Le village de Buscalan est probablement un des rares endroits aux Philippines où les habitants vivent et travaillent encore de façon traditionnelle. En effet, la culture des Philippines est marquée par une influence occidentale très forte depuis que le pays a été colonisé tout d’abord par les Espagnols puis par les États-Uniens. Les vestiges culturels sont rares, bien sûr il existe de magnifiques églises coloniales et d’admirables rizières en terrasses. Cependant, le constat est qu’aux Philippines les KFC, les McDonalds et les marques huppées occidentales ont pris d’assaut les rues du pays. Aujourd’hui les Philippins éprouvent une vénération pour la culture américaine, passent de longues heures à déambuler dans les « mall », se blanchissent la peau et essayent de ressembler aux canons de beauté hollywoodiens.

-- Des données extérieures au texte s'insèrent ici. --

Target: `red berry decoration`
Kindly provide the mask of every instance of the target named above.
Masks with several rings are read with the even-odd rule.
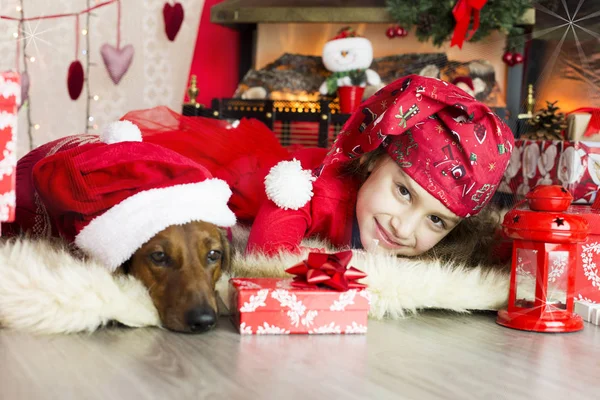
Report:
[[[512,67],[514,65],[513,53],[511,53],[510,51],[504,53],[504,55],[502,56],[502,61],[504,61],[504,64]]]
[[[404,29],[401,26],[397,26],[396,27],[396,36],[398,37],[404,37],[408,34],[408,32],[406,32],[406,29]]]
[[[387,36],[390,39],[393,39],[396,37],[396,28],[394,28],[393,26],[390,26],[389,28],[387,28],[387,30],[385,31],[385,36]]]
[[[523,62],[523,54],[514,53],[512,57],[513,64],[521,64]]]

La culture des Philippines est un syncrétisme à mi-chemin entre Occident et Asie mais qui tend de plus en plus à ressembler au mode de vie américain. La voiture est ici reine, il est mal vu de marcher et de transpirer. Dans les rues de Manille, les gros « pick-up » font fureur, sur la route ils côtoient les tricycles, aussi, les « Dunkin Donuts » ont comme voisin les marchands de « balut ».

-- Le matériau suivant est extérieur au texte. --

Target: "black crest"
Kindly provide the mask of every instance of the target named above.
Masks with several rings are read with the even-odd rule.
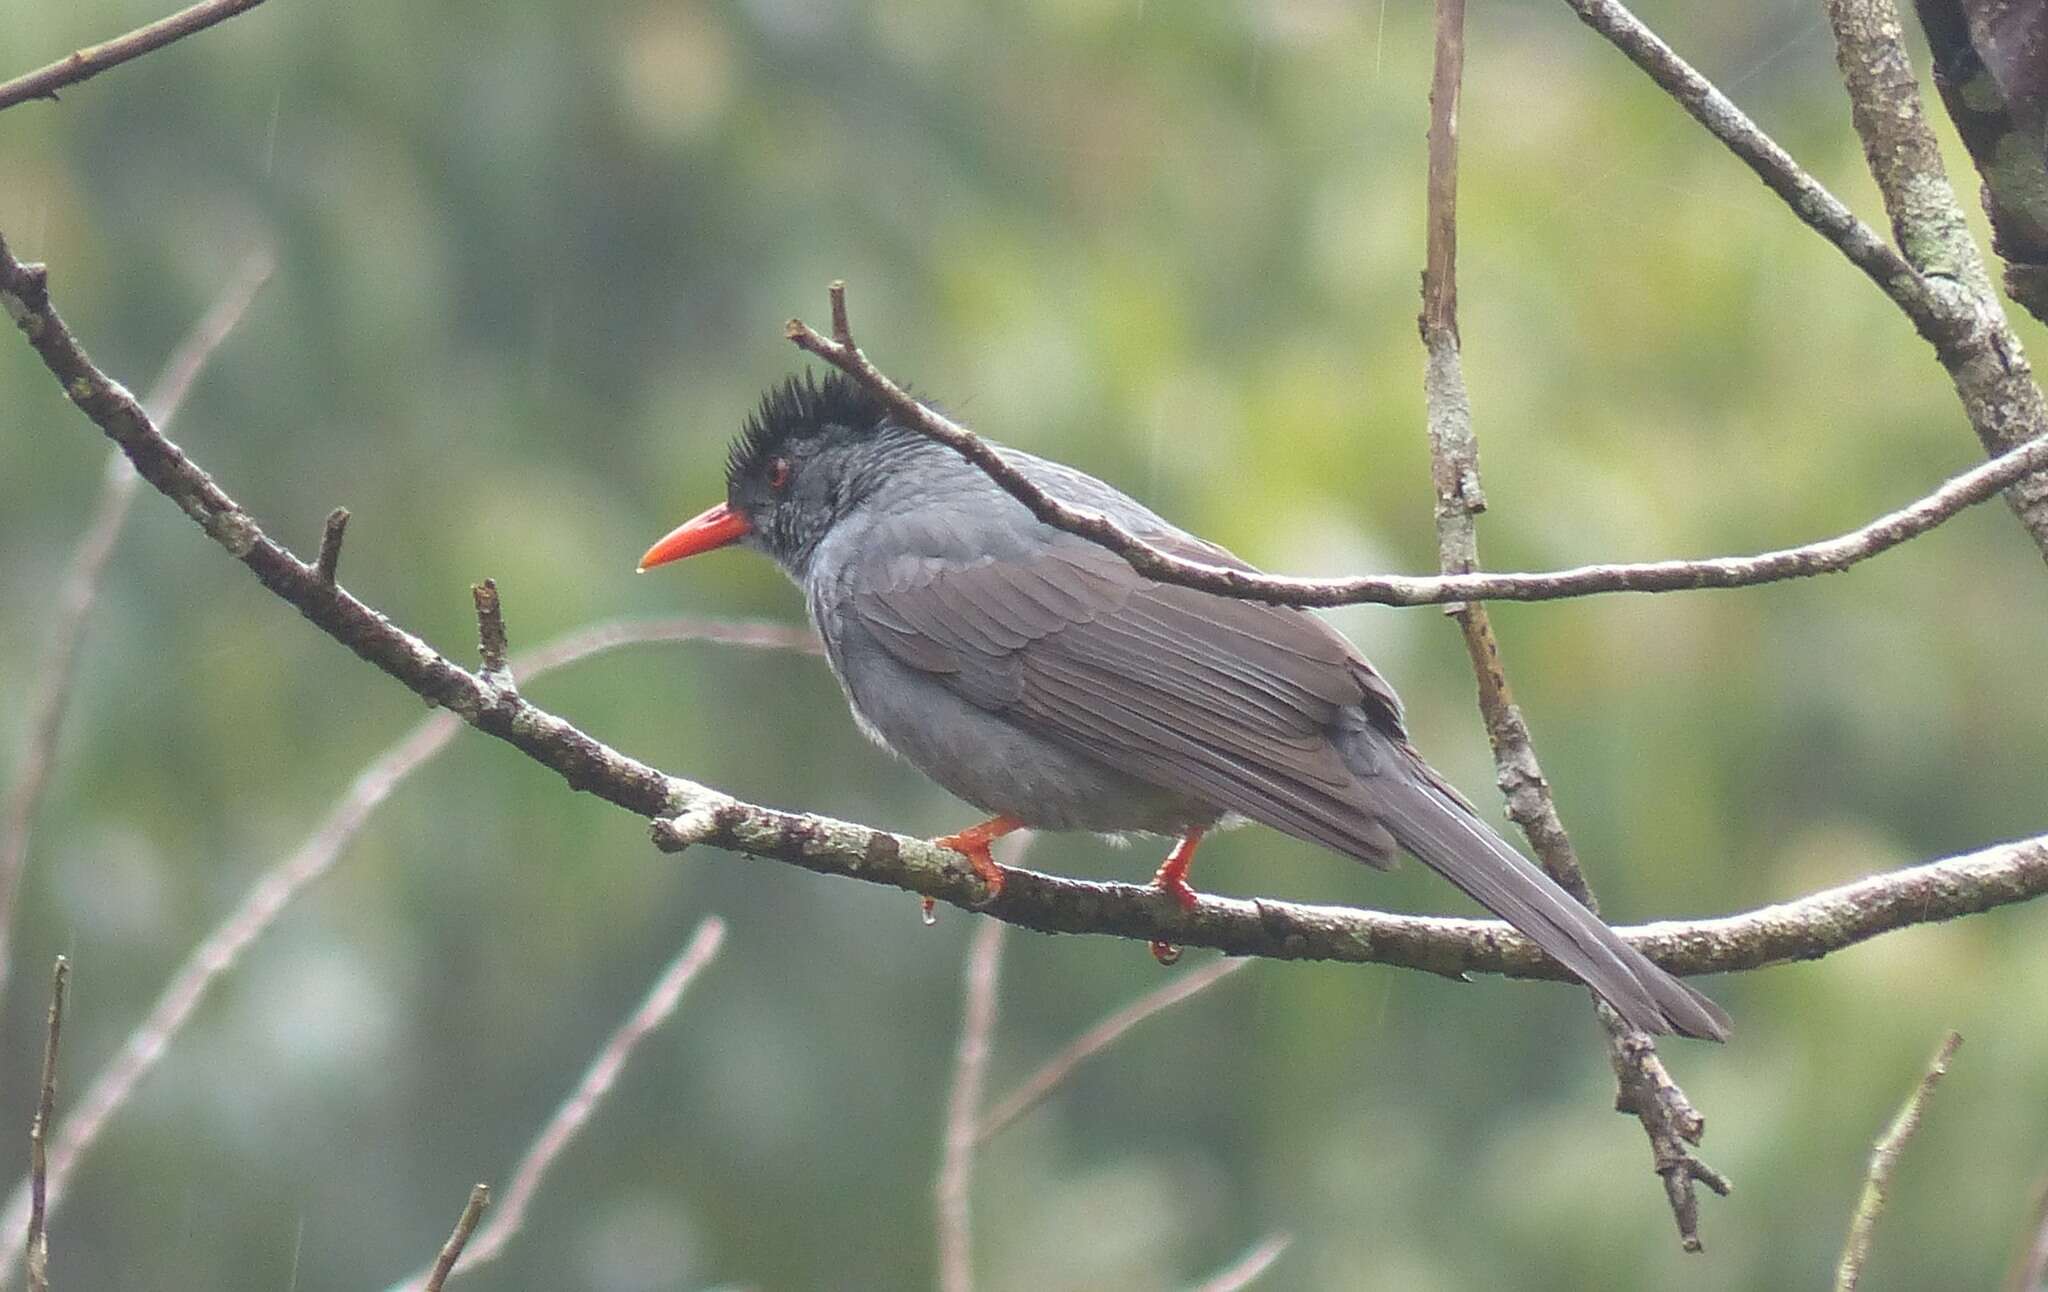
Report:
[[[806,370],[785,377],[761,396],[761,406],[748,416],[726,456],[728,482],[747,475],[763,459],[787,452],[790,441],[815,435],[828,426],[857,435],[873,430],[889,414],[888,406],[842,372],[823,381]]]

Le village de Buscalan demeure coupé du monde moderne, c’est un petit îlot brut, un paradis perdu à l’écart de la civilisation moderne, où les habitants prennent soin de ne pas altérer leurs traditions.

Les peuples indigènes tels que la tribu des « Bontoc » sont présents un peu partout sur le territoire, ils représentent entre 10 et 20 % de la population. Ils sont les témoins du passé et conservent un fonctionnement tribal avec un pouvoir décisionnaire délégué au chef de la tribu et un territoire en théorie sanctuarisé. L’agence gouvernementale la « National Commission on Indigenous People » prend soin de protéger ces modes de vie en empêchant notamment des entreprises ou des individus de pratiquer la « bio-piracy ». Parfois il faut attendre plusieurs années pour obtenir l’autorisation d’effectuer une recherche en territoire indigène1. La protection de ces espaces est probablement la seule façon de conserver des cultures et des traditions ancestrales aujourd’hui en perdition telle que la technique de tatouage pratiquée par Apo Whang-Od.